Yesterday’s New York Times carries “Struggling to Stoke Economic Growth in Greece”, an article about how the heroic economists and politicians in Greece intend to restore economic growth. It turns out that the politicians’ answer was green energy:
“A few months after Greece was seized by its debt crisis, Prime Minister George A. Papandreou had a grand idea to revive growth: sun-drenched islands would be dotted with solar panels and wind turbines to transform the country into a ‘green economy,’ attracting badly needed investments and creating hundreds of thousands of new jobs.”
As Greece would presumably be importing all of the technology from China and Germany, it is unclear why this guy thought there would be any competitive advantage for Greece over other sunny portions of the globe.

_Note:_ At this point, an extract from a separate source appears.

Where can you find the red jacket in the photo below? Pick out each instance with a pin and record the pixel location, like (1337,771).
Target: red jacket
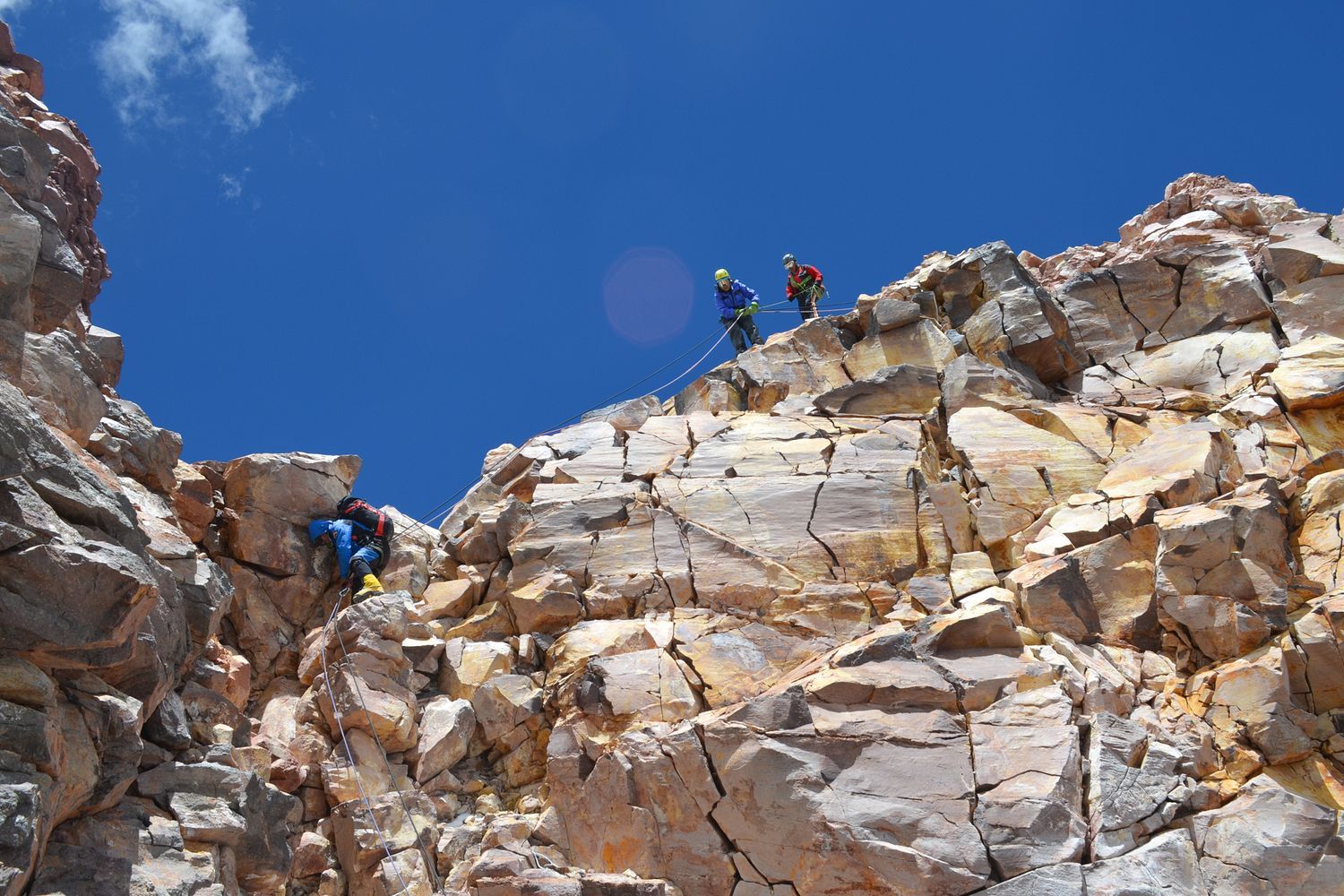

Is it time to short a country when the politicians begin talking about how they’re going to revitalize the local economy through green energy?

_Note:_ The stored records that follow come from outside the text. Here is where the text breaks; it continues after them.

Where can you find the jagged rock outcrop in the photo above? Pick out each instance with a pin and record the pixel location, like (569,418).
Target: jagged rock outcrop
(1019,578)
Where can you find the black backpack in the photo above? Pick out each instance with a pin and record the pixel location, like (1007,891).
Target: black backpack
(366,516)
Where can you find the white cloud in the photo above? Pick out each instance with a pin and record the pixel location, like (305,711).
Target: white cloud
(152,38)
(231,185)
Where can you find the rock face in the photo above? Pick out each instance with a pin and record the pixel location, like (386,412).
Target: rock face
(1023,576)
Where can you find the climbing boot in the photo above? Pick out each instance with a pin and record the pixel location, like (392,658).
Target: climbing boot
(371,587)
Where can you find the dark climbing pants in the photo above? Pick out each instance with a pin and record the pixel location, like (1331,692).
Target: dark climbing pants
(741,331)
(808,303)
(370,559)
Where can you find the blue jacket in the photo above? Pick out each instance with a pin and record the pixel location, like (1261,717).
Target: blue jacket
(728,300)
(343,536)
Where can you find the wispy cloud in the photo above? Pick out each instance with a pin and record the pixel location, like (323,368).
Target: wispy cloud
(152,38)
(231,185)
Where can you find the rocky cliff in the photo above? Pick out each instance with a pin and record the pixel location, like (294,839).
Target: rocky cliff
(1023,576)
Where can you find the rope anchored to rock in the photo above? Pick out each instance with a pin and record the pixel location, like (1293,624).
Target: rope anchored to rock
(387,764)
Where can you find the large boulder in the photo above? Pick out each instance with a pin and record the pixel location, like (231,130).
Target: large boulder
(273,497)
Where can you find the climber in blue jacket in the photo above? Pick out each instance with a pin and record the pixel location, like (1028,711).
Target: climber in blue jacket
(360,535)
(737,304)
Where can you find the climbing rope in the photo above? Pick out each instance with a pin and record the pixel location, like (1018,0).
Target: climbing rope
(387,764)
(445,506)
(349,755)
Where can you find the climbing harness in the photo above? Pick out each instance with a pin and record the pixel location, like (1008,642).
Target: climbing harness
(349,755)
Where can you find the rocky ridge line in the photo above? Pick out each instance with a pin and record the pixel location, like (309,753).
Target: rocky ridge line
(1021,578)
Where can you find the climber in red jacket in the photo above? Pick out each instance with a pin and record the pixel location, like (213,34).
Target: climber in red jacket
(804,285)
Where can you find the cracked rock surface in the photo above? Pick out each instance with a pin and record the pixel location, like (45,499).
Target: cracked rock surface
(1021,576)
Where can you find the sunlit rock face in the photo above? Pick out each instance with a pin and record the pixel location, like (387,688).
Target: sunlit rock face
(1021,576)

[The article did make me wonder how Greece digs its way out. Given the risk of Greece being ejected from the Eurozone and a subsequent currency devaluation, anyone with money on deposit in a Greek bank should probably be thinking about moving it to France or Germany. An investor thinking about setting up a new business in Greece would have to worry about civil unrest (will a riot destroy my new enterprise?), dramatic tax hikes (the politicians can’t resist spending and nobody will lend to them anymore, so they will eventually have to establish new taxes; how can one be sure that they won’t fall heavily on the new enterprise?), and a shortage of skilled labour (as the smart young people emigrate to the more successful EU countries). Of the bigshots negotiating the latest Greek bailouts, I wonder how many of them would be willing to invest their personal funds in a new Greek business. If the answer is “none”, how do they expect the country to recover?]